Guided by the results of the binding experiments performed in nanodiscs, we reconstituted affinity chromatography-purified hSMVT (see Fig. 3D) in liposomes premade with polar E. coli lipids that contained 10% (w/w) cholesterol. Previous studies (28) revealed the location of the hSMVT C terminus in the cytoplasm. Assessing the accessibility of the His tag (located at the C terminus of hSMVT) in hSMVT-containing proteoliposomes with Ni2+ chelate affinity-based immobilization revealed that the transporter is unidirectionally oriented in outside-out orientation in the proteoliposome membrane (Fig. 5A). Uptake of 0.83 μm R-[3H]LA in hSMVT-containing proteoliposomes was strictly dependent on the presence of Na+ as the time course of uptake in the absence of NaCl was virtually indistinguishable from that observed in control liposomes lacking hSMVT (Fig. 5B). In the presence of 100 mm NaCl, the time course of R-[3H]LA uptake peaked at about 10 min and showed a decline to equilibrium conditions at ≥3 h. Using the initial linear portion of uptake for the determination of the kinetics of R-LA transport, we measured 1-min intervals of R-[3H]LA transport with varying concentrations ranging from 0.2 to 53 μm. hSMVT-mediated transport was concentration-dependent with a concentration constant (Km) at 50% of the Vmax of 3.9 ± 0.6 μm and a Vmax of 983.8 ± 43.4 nmol × mg of hSMVT−1 × min−1 (Fig. 5C).
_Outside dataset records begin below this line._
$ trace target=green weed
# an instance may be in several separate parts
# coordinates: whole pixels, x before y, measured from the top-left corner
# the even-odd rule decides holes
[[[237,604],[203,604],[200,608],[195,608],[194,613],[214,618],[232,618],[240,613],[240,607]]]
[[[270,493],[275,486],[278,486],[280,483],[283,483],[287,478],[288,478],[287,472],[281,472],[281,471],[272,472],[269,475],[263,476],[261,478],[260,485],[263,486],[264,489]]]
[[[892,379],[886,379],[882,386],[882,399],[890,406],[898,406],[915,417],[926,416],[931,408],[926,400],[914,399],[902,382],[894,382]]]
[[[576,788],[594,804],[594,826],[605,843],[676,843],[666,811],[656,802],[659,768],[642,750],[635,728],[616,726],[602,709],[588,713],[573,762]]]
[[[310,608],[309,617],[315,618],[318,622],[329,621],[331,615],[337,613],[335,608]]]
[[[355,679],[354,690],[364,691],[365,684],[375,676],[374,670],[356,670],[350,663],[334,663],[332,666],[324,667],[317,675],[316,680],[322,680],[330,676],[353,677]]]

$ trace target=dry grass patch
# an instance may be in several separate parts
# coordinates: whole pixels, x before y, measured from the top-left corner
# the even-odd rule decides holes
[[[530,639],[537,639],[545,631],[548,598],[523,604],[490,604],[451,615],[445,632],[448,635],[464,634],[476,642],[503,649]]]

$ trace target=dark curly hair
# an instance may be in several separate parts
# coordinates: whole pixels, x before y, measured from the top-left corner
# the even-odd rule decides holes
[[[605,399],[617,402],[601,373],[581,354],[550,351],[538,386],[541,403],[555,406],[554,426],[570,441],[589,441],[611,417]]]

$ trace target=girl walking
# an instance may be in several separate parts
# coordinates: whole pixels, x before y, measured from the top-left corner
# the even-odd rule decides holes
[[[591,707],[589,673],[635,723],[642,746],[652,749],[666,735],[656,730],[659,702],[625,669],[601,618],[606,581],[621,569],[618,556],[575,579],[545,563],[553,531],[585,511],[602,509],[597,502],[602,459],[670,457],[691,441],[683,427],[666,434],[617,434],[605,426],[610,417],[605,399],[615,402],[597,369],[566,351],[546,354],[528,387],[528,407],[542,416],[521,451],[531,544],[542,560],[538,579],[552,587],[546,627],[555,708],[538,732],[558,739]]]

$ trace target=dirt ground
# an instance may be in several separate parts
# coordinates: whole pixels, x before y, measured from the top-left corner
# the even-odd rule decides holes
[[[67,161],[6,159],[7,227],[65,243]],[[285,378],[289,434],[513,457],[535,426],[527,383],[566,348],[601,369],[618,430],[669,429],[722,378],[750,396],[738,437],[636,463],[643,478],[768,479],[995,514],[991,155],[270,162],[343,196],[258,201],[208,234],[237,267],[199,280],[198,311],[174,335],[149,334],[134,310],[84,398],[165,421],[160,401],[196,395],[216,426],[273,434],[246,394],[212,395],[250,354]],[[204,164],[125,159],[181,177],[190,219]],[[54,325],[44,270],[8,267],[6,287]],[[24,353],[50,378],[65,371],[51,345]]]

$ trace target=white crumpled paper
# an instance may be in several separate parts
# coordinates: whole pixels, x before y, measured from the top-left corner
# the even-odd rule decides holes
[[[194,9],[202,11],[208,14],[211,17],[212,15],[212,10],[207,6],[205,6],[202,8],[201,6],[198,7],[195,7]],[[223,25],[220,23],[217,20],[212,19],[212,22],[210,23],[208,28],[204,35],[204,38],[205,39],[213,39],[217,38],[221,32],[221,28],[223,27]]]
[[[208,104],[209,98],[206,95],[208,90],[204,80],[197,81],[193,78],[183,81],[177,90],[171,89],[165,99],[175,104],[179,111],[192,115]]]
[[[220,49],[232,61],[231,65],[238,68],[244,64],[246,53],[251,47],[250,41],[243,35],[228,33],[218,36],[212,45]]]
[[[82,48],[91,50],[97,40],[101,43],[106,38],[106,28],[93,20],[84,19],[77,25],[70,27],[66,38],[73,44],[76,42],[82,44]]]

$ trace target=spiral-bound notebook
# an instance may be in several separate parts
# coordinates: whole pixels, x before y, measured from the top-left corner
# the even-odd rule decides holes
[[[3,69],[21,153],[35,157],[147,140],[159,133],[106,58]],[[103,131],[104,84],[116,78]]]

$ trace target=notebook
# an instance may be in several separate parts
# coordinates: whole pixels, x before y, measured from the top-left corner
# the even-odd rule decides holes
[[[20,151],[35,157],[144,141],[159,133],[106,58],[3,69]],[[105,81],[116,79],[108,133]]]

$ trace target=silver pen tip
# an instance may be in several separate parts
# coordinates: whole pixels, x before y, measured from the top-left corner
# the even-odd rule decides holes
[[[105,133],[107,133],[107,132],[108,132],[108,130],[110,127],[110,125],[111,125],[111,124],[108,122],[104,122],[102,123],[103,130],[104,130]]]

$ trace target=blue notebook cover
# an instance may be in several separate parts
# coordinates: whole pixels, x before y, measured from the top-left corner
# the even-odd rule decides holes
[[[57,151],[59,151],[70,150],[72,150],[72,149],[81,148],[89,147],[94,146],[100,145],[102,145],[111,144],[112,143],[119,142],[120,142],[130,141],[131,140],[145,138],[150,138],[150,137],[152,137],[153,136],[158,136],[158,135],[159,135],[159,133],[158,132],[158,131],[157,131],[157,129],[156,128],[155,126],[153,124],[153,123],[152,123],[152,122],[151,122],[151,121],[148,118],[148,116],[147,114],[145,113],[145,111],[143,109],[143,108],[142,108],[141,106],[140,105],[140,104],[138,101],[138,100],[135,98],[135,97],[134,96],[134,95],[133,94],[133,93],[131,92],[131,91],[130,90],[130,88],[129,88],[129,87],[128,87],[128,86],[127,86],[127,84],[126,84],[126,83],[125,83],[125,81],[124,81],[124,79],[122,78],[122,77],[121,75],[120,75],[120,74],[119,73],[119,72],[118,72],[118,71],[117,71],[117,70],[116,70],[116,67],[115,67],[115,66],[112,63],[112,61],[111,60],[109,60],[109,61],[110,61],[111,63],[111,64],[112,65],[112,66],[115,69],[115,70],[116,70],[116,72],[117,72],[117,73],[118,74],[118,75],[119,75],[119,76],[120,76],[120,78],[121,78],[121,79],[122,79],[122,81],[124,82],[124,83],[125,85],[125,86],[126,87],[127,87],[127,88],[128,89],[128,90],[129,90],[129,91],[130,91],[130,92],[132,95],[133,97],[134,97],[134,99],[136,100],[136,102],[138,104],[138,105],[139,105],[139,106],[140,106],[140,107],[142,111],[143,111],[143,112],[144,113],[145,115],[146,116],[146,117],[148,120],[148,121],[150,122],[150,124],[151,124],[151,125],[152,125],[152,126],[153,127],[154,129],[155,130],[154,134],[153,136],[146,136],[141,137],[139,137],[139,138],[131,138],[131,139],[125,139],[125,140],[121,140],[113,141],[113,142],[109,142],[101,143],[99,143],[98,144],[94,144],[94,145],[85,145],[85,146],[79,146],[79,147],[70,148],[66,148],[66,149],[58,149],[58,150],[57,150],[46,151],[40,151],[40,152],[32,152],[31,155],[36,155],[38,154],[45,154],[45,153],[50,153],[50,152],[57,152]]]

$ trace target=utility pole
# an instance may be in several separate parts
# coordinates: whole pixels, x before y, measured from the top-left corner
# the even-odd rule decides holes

Transforming this number revealed a kcat of transport of 1.13 ± 0.05 s−1. Given the orientation of hSMVT in the proteoliposome membrane (Fig. 5A), this result indicates that the determined kcat reflects the activity of hSMVT under physiological conditions, i.e. mediating the intracellular delivery of lipoic acid from the external medium.

FIGURE 5.
Activity of hSMVT in proteoliposomes. Affinity chromatography-purified hSMVT was reconstituted into preformed liposomes made of E. coli lipids containing 10% (w/w) cholesterol. A, silver-stained SDS-PAGE of hSMVT-containing proteoliposomes. Proteoliposomes ...

Discussion

R-LA is an essential cofactor in many biological enzymatic reactions. In particular, R-LA serves as cofactor in central redox reactions related to energy production in the cell (4, 7). Furthermore, free LA is an effective biological antioxidant due to the high energy content of the disulfide group in LA. The disulfide in LA is in a dithiolane, a five-membered ring, with a dihedral angle of 35°. This constellation results in an energetically unfavorable interaction of the orbital of the lone pz electron pairs of the sulfur atoms that in turn exerts a high energy content of the disulfide group of LA with oxidizing species (29). Because of this potent hydroxyl scavenger and chelating potential, LA has gained a salutatory role as a food supplement and in the treatment of several clinical conditions such as Amanita mushroom poisoning (30), diabetic neuropathy (31), Alzheimer disease (11), Parkinson disease (12), and multiple sclerosis (13). However, although only R-LA has been identified as the biologically active form of LA (32), R,S-LA has been administered in therapeutic applications as well as in food supplements simply due to more cost-efficient achiral production processes that were introduced in the 1950s (33). Whereas S-LA (as free form or in R,S-LA) is considered non-toxic, there is evidence that S-LA can adversely affect the activity of R-LA (34). To test whether this effect can be attributed to the cellular delivery of LA by the Na+/multivitamin transporter, the transport system suggested to be central in the transport of LA (16), we characterized the interaction of LA with hSMVT using transport and binding studies.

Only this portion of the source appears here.